The first two essays in the last section of this book, ‘Publishing Modernism after the Second World War’ are largely devoted to the construction of the American modernist canon as instantiated on college campuses. Greg Barnhisel’s essay on New Directions Books argues that the press, under the leadership of James Laughlin IV, came to be synonymous with modernist literature, ‘its list steering [young Americans’] understanding of modernism itself’ (p. 176). Barnhisel traces Laughlin’s early associations with Ezra Pound, whose work he printed and vigorously championed, and Laughlin’s post-war attempts to distance himself from the poet as his politics became increasingly toxic – and building a list that would gain a quasi-canonical status in the process, in no small part due to canny positioning as the GI Bill vastly increased the number of American college students. Loren Glass’s essay ‘Grove Press and Samuel Beckett: A Necessary Alliance’ also focuses on the post-war US college campus, through the lens of student drama. By acting as the sole American publisher not only for Beckett’s prose and plays, but also for a significant quantity of Beckett criticism, Grove Press managed to shape Beckett’s image and legacy. The final two essays in the collection, ‘Calder and Boyars’ by Adam Guy, and ‘Cape Goliard’ by Matthew Sperling discuss small presses that produced and promoted self-consciously difficult work influenced by high modernist ideals at a moment when modernist aesthetics were becoming eclipsed.

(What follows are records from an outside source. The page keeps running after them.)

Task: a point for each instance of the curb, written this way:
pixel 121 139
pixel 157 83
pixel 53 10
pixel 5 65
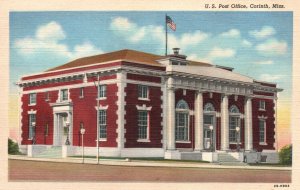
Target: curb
pixel 142 163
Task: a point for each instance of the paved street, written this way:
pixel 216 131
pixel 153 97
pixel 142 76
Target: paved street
pixel 20 170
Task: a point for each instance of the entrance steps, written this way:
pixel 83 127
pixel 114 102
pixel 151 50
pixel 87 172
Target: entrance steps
pixel 228 159
pixel 51 152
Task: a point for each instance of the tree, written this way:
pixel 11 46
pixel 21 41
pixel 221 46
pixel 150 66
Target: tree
pixel 285 155
pixel 13 147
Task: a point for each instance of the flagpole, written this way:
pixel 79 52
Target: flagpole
pixel 166 35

In discussing the institutions that did so much to fashion modernism, the essays in this collection all tack sharply away from the theoretical towards the historical and the archival. Each of these essays focuses on one individual publisher, operating almost entirely on one side of the Atlantic or the other, to the detriment of transnational and transcontinental currents in modernism. However, this does not detract from the fact that Publishing Modernist Fiction and Poetry makes a valuable and timely argument: that the materiality, the haptics, and the economics of modernism cannot be ignored, and that publishing is a crucial lens through which to view these.